De acordo com os cientistas, os ambientes veterinários novos não afetam apenas o bem-estar emocional dos cães, mas também podem influenciar a precisão dos exames médicos. Segundo o estudo, os cães apresentam “contágio emocional”, ou seja, refletem as emoções dos seus tutores, assim como referência social, o que significa que procuram sinais no comportamento dos tutores para reagirem a uma situação.
Além disso, foi ainda observado que, com tempo, a frequência cardíaca dos cães diminuiu à medida que se habituavam aos novos ambientes. Segundo os pesquisadores, isto reforça a importância de permitir que os animais de companhia se ajustem e ambientem antes de realizar procedimentos veterinários.

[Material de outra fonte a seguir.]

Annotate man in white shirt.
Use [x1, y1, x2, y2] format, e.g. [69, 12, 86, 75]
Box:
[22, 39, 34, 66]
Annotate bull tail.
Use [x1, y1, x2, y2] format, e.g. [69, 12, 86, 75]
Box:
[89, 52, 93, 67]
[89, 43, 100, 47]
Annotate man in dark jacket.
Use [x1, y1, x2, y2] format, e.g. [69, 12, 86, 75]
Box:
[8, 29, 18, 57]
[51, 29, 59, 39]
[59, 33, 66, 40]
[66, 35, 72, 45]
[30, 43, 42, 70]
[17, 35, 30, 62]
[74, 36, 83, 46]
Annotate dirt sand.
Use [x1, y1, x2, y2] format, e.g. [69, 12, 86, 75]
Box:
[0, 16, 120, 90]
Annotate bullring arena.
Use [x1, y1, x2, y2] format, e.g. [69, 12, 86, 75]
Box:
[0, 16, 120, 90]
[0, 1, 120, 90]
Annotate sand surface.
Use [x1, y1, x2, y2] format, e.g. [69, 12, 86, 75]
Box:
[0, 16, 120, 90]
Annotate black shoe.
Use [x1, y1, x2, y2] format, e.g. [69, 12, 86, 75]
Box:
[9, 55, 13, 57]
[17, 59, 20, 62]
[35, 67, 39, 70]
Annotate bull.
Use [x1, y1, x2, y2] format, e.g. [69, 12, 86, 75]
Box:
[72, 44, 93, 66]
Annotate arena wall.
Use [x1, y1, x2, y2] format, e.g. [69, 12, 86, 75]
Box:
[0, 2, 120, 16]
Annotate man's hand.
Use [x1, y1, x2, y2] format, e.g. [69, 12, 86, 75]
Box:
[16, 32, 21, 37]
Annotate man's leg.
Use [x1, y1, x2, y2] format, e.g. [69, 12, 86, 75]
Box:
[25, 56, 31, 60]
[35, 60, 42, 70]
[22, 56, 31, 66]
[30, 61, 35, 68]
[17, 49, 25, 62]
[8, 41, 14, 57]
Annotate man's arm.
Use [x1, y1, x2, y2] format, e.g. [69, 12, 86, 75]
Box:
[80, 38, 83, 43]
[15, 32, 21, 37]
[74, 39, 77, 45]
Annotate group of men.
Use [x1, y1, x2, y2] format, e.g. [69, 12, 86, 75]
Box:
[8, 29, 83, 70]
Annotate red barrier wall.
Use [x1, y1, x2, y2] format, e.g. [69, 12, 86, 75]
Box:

O estudo sugere ainda que a gestão do estresse dos tutores pode ser fundamental para minimizar o estresse nos cães durante as visitas veterinárias ou a outros ambientes novos e que possam causar ansiedade, o que reforça a necessidade de prestar atenção ao bem-estar dos animais, mas também ao estado emocional dos humanos.
“Implementar estratégias para reduzir o estresse pode melhorar o relacionamento entre veterinários e clientes, otimizar diagnósticos clínicos e, principalmente, promover o bem-estar dos pacientes”, reforçam os cientistas, destacando que este estudo abriu novas portas para a gestão do estresse dos animais na prática veterinária.